I'm dealing with bash_history files in the following format. I would like to extract the timestamp and use that as the event timestamp, but I'm having some issues doing so.
#1579207583
whoami
#1579207584
cd /var/log
#1579207590
cat messages
#1579207595
id
#1579207598
exit
I'm using the following thread as reference: https://answers.splunk.com/answers/60015/splunking-bash-history.html
[bash_history]
BREAK_ONLY_BEFORE = #(?=\d+)
MAX_TIMESTAMP_LOOKAHEAD = 11
SHOULD_LINEMERGE = true
TIME_FORMAT = %s
TIME_PREFIX = #
We've changed a number of variables (set TIME_PREFIX = ^#, set MAX_TIMESTAMP_LOOKAHEAD to a higher value, etc.), but nothing seems to be working correctly.
The events do break in the correct place (#), and they do merge, so we get "groups" of events like:
#1579207583
whoami
However, the timestamp for the event isn't set to that value. All events are set to the date/time that history was written on, so everything for any given session is the same.
That props.conf configuration -appears- correct, and our sourcetype is named bash_history (we've also tried source::/root/.bash_history, without success). I'm not sure where we are going wrong, but any suggestions would be welcome.

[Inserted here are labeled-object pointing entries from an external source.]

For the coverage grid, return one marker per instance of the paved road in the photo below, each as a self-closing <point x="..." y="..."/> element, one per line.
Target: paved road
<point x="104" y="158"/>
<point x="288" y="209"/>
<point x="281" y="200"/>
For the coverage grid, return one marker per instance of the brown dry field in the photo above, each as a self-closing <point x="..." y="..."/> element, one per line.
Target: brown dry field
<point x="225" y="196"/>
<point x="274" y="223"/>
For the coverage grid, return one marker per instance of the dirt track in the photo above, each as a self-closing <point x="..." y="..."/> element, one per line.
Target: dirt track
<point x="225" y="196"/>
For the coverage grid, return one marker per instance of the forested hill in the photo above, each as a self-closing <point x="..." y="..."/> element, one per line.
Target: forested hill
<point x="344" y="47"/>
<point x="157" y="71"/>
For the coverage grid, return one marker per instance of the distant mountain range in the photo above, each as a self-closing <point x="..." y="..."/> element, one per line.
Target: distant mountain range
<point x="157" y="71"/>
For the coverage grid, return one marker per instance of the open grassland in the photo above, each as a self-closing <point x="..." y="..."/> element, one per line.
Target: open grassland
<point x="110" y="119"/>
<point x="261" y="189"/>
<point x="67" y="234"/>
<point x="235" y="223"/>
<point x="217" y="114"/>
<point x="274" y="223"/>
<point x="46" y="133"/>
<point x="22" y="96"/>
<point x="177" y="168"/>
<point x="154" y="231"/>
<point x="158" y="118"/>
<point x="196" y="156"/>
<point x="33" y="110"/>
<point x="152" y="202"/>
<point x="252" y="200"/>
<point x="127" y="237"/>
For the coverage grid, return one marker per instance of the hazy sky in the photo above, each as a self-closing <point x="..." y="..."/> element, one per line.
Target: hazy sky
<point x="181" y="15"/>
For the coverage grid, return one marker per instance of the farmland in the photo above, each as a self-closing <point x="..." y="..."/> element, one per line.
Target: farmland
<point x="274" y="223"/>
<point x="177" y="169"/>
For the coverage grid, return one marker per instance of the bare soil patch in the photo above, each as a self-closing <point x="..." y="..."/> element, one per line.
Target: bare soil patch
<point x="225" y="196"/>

I figured it out. The "default/props.conf" in Splunk_TA_nix contains several lines that affect the timestamp. I copied these to "local/props.conf" and unset them (didn't provide a value), and now it's working. Final props.conf looks like...
[bash_history]
BREAK_ONLY_BEFORE = #(?=\d+)
MAX_TIMESTAMP_LOOKAHEAD = 10
SHOULD_LINEMERGE = true
TIME_FORMAT = %s
TIME_PREFIX = ^#
EVENT_BREAKER_ENABLE =
DATETIME_CONFIG =
I also added a field extraction for the command itself:
^#\d+\s+(?P<command>.+)
TL;DR - It was working from the beginning, but other values in default were affecting the final result.
Never use the break_*
settings. Try this:
[bash_history]
SHOULD_LINEMERGE = false
LINE_BREAKER = ([\r\n]+[\s#]*)
TIME_PREFIX = ^
TIME_FORMAT = %s
MAX_TIMESTAMP_LOOKAHEAD = 10
But that is probably not your problem. If you are sure that your settings are correct, it must be something else. If you are doing a sourcetype override/overwrite, you must use the ORIGINAL value, NOT the new value. You must deploy your settings to the first full instance(s) of Splunk that handle the events (usually either the HF tier if you use one, or else your Indexer tier) UNLESS you are using HEC's JSON endpoint (it gets pre-cooked) or INDEXED_EXTRACTIONS (configs go on the UF in that case), then restart all Splunk instances there. When (re)evaluating, you must send in new events (old events will stay broken), then test using _index_earliest=-5m
to be absolutely certain that you are only examining the newly indexed events.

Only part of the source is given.